Bizimki gibi geri toplumlarda ise
gazeteciler, akla gelebilecek küçüklü büyüklü her türlü tehdit
altındadırlar.
Uzatmama gerek yok.
Freedom House’un 2014 basın özgürlüğü
raporuna bakmak yeterli mesela:
Türkiye (Ekvador, Ermenistan, Libya ve
Güney Sudan’la birlikte) 197 ülke içinde 134’üncü sırada.
Hapisteki gazeteci sayısında da son
yıllarda birinciliği Kuzey Kore’ye bile kaptırmıyoruz elhamdülillah.
İktidar baskısıyla işsiz kalmış
meslektaşlarımın sayısını bilmiyorum.
Aynı listede sadece 30’uncu sırada olan
ABD’de dahi ‘whisthle-blowers’ yani
‘ihbar edenler’ (muhbir diyemedim,
olumsuz geldi) yasaların koruması altındadır.
Vatan hainliğiyle, karanlık güçlerin adamı
olmakla, casuslukla, çete üyesi olmakla, satılmışlıkla filan suçlanamazlar.
Bu yasa bildiğim kadarıyla gazetecilerin
haber alma ve yapma özgürlüğünü de garanti altına alır.
Ama bu yasal güvence bile Edward Snowden’i
koruyamadı, biliyorsunuz.
Yani gazeteciliğin aslında hiçbir yerde
yüzde 100 garantisi yoktur çünkü...
Fıtratında iktidar ve para hırsı;
yolsuzluk, hırsızlık, soysuzluk ve üstelik yüzsüzlük olan insanlar var oldukça,
gazeteciler rahatsız etmeye devam edecek ve rahat etmeyecektir.
Gazeteciliğin fıtratında ‘rahatsız etmek’ ve ‘rahat etmemek’ vardır.
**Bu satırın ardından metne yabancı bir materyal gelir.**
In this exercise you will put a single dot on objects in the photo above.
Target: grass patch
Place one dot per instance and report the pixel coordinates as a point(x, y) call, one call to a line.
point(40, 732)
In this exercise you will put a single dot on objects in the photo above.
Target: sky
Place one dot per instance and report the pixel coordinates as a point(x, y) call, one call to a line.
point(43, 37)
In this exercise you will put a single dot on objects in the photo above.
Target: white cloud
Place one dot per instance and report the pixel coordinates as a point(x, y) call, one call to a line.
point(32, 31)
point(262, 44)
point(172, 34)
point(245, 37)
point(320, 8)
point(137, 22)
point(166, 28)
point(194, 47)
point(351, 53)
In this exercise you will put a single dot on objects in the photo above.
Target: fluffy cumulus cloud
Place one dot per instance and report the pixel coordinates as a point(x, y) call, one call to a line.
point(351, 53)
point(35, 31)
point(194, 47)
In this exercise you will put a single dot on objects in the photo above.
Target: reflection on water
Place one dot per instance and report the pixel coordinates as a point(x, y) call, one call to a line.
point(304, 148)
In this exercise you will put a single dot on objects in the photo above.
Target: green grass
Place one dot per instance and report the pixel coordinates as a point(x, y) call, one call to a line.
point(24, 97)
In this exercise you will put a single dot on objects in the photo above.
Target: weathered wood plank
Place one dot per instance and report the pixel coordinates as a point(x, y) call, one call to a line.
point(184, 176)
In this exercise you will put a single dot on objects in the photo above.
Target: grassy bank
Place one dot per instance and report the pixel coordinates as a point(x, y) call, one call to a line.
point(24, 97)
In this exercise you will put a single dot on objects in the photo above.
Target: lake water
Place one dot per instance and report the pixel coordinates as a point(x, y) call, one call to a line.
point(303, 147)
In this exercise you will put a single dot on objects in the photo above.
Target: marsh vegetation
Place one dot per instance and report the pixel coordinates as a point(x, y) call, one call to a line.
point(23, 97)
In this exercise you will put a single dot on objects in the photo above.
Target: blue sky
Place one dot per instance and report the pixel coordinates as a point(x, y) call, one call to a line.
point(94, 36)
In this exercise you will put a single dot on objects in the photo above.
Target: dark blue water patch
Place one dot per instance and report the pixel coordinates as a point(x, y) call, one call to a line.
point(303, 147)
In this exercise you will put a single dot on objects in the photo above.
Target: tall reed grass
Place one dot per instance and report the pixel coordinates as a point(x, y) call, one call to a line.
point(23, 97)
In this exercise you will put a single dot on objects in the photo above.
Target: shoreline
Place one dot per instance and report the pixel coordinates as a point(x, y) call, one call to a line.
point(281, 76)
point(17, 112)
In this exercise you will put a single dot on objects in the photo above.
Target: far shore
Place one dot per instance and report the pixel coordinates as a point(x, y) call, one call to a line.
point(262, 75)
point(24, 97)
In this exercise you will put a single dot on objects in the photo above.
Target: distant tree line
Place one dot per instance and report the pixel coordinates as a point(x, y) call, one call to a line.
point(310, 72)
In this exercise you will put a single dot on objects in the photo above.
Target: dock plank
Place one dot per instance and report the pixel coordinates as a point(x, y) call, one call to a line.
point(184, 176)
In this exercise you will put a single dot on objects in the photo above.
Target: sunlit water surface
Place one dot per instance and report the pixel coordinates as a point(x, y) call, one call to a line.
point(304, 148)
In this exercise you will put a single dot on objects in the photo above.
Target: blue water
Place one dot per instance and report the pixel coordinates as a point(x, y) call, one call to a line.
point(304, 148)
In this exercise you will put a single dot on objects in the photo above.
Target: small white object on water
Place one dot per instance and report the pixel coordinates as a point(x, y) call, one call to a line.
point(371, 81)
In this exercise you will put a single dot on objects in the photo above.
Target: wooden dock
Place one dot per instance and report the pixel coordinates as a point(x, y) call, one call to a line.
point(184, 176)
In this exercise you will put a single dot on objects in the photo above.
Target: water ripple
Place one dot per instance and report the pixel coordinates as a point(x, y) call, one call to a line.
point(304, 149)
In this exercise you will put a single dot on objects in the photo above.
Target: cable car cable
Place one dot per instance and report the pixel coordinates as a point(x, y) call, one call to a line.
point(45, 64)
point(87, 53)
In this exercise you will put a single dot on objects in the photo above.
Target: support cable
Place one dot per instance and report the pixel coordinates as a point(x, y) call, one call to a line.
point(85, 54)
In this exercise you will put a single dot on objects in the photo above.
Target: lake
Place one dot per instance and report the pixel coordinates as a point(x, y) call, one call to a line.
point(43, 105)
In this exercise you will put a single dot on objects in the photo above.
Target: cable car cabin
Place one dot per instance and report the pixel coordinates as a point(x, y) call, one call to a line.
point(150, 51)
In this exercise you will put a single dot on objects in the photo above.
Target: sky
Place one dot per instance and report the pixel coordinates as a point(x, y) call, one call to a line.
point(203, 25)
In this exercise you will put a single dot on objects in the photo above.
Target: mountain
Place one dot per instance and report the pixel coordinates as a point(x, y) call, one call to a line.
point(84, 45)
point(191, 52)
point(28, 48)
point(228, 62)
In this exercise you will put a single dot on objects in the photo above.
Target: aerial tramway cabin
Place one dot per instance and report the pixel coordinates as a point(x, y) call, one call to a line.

Bu iki fiilin dozu, ülkesine göre
(demokrasi ve hukukun üstünlüğüne göre) değişir.
‘Rahat
ettirerek rahat eden’ taharet medyası bir yüz karası, bunlar gazeteci filan
değil, tamam da; yanlışları görmemek, yanlış yapanları rahatsız etmemek, susmak
bile başlı başına mesleğe ihanettir.
Siyaset yazmak da şart değil, gazeteci
sadece ‘ne güzel şeyler oluyor; canım ülkem; sevelim, sevilelim...’le
yetinemez.
Yanlışları görmek ve söylemek zorundadır.
Hele bir yanlışın bin doğruyu götürdüğü
Türkiye’de bugün.
*
Ayrıca, Hürriyet
İK’nın yöneticisi değil, İK yöneticisi de olsaydım, gene aynı şeyi
yapardım.
Anlatmaya çalıştım:
Doğru söylediğim için kovulmayı,
• yalan söylediğim için kovulmaya
• işimi kaybetmemek için doğru bildiğimi
susmaya yahut (pek farkı yok aslında) yalan söylemeye
• yalan söylemek için maaş almaya tercih
ederim.
Doğru bildiğimi yaptığım için kovulmayı,
• yanlış bir iş yaparak kovulmaya
• işimi korumak için bile bile yanlış işler
yapmaya
• benden istenen yanlış işleri yapmak için
para almaya tercih ederim.
Biraz bilmece gibi ve ahmethakanvârî oldu
ama, doğrusu budur.
İK olarak budur.
Gazetecilik olarak budur.
İnsanlık olarak budur.
Hepsi bir araya gelince, başka çaresi
yoktur.
Dipnot-1: Bu söylediklerim Hürriyet’ten başka bir gazetede yazılabilir miydi,
sanmıyorum. Biraz da bundan cesaret alıyorum.
Dipnot-2: Kendimden bahsettiğim, ‘Ben, ben...’ dediğim için özür dilerim!
Dipnot-2: Kendimden bahsettiğim, ‘Ben, ben...’ dediğim için özür dilerim!